Commenting in a trading update, in which it reported sharply lower coal production, the Johannesburg-listed firm said it had participated in two separate consortia aimed at merger and acquisition activity: one was a bid for South32’s South African Energy Coal (SAEC), and the other was for a stake in Universal Coal.
Wescoal withdrew from the bidding for Universal Coal after a higher rival bid was tabled by Afrimat, a listed industrial minerals company. The fate of its bid for SAEC is not public, but it’s thought a joint venture with Exxaro Resources was not progressed. The right to buy SAEC went to Seriti Resources which last week confirmed a conditional binding deal with South32 in which it would pay R100m and assume the SAEC’s environmental liabilities.

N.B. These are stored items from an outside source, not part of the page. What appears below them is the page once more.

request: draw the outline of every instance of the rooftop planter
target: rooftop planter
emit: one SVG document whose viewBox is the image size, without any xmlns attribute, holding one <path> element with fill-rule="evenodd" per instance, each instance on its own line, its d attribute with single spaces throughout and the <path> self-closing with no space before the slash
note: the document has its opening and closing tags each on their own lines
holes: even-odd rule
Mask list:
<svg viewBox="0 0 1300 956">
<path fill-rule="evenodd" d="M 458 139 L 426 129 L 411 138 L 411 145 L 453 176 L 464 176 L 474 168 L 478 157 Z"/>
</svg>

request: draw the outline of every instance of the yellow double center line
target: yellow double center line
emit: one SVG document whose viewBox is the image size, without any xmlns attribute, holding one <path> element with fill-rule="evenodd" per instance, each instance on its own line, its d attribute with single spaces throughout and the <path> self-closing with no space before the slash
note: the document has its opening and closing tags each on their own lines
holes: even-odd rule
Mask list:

A third transaction also turned negative for Wescoal when it cancelled the sale of its non-core asset, the Leeuw Braakfontein Colliery. The potential buyer of Leeuw Braakfontein Colliery failed to fulfil certain regulatory approvals. “The asset remains non-core to Wescoal and a new asset disposal process may be considered in the near future,” it said.
“The number of corporate activities, including Universal Coal and South32’s SAEC acquisition transactions which Wescoal pursued and progressed to advanced stages, were closed off during H1 FY20,” the company said in its update. “Residual once-off costs related to advisory, structuring, legal and due diligence amounted to R18m.”
These corporate failures were met with disappointments closer to home. Thermal coal production in the six months fell heavily owing to disruptions at its flagship Vanggatfontein mine in Mpumalanga province. This forced the company to buy in more than 500,000 tons from third party sources in order to deliver into contracts, mostly to Eskom.